2 · Les visiteurs
Le reste de la journée s’écoula dans un calme presque irréel. En tout début de soirée, Eldria eut même le privilège de profiter d’un bain chaud, préparé avec bienveillance par l’aubergiste. La baignoire était certes bien moins spacieuse et luxueuse que celle qu’elle avait été amenée à utiliser ces dernières semaines, mais cela n’enleva rien au plaisir qu’elle en retira. Ici, au moins, elle n’avait plus la crainte de ce qui l’attendrait une fois sortie de l’eau !

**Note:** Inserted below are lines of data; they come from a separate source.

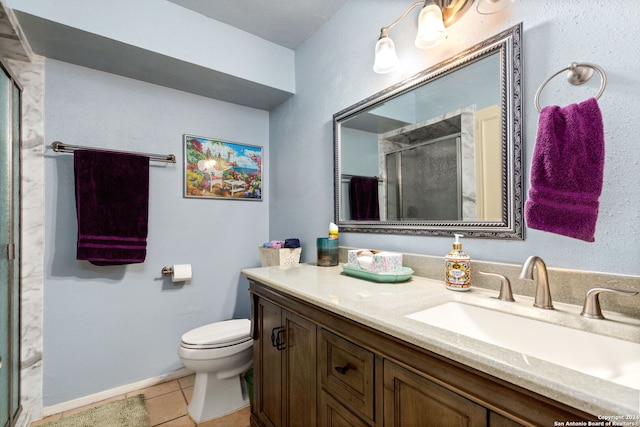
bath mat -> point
(129, 412)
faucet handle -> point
(505, 286)
(591, 308)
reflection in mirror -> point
(438, 153)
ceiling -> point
(285, 22)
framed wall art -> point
(218, 169)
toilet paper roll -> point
(181, 273)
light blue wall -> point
(333, 71)
(109, 326)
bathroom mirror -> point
(439, 153)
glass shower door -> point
(9, 249)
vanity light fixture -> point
(434, 17)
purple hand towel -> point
(567, 171)
(112, 206)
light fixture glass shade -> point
(487, 7)
(431, 30)
(386, 59)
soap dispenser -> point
(458, 267)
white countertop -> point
(383, 306)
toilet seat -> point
(217, 335)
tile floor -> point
(167, 407)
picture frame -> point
(219, 169)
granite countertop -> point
(383, 306)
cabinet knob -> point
(342, 369)
(278, 337)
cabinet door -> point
(412, 400)
(332, 413)
(299, 371)
(267, 365)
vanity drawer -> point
(346, 372)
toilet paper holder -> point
(178, 272)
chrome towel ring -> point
(578, 74)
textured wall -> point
(109, 326)
(333, 71)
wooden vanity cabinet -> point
(284, 367)
(313, 367)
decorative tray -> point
(403, 276)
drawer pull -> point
(342, 369)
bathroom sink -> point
(596, 355)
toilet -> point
(219, 353)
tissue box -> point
(376, 261)
(284, 256)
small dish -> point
(403, 276)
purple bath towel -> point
(112, 206)
(363, 198)
(567, 171)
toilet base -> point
(214, 397)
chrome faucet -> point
(591, 308)
(543, 294)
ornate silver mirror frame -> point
(508, 221)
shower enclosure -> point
(9, 247)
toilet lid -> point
(219, 334)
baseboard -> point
(108, 394)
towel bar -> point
(578, 74)
(60, 147)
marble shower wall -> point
(31, 77)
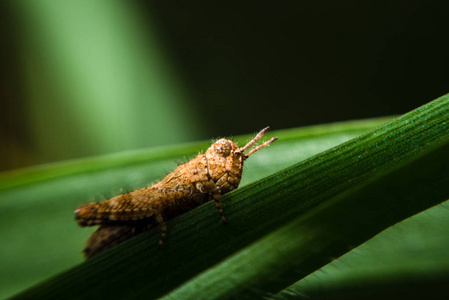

Profitant de cette bulle de solitude, elle laissa ses pensées dériver vers Salini. Son cœur se serra à l’imaginer seule, enfermée dans une cellule sordide, réduite à attendre des sévices auxquels elle n’échapperait sans doute pas. Eldria se jura qu’elle irait la chercher, coûte que coûte, et la tirerait des griffes de l’énigmatique sorcière qui régnait sur cette prison de débauche.
Après une bonne vingtaine de minutes à se prélasser à la lumière tamisée de quelques bougies, elle se décida finalement à briser la quiétude de l’eau encore tiède pour se sécher et se rhabiller. La nuit était déjà noire au-dehors, et de la neige recommençait à tomber.
Lorsqu’elle descendit pour le souper, elle fut surprise de ne pas retrouver Dan à leur table, dans la salle commune. Seul l’aubergiste se tenait derrière son comptoir, astiquant machinalement des verres déjà propres depuis longtemps.
– Vot’ cousin s’est gentiment proposé d’aller chercher du bois dans la grange, derrière, l’informa-t-il en surprenant son regard penaud. Mais asseyez-vous, ma p’tite demoiselle. Y n’devrait plus tarder. J’vais vous servir à boire.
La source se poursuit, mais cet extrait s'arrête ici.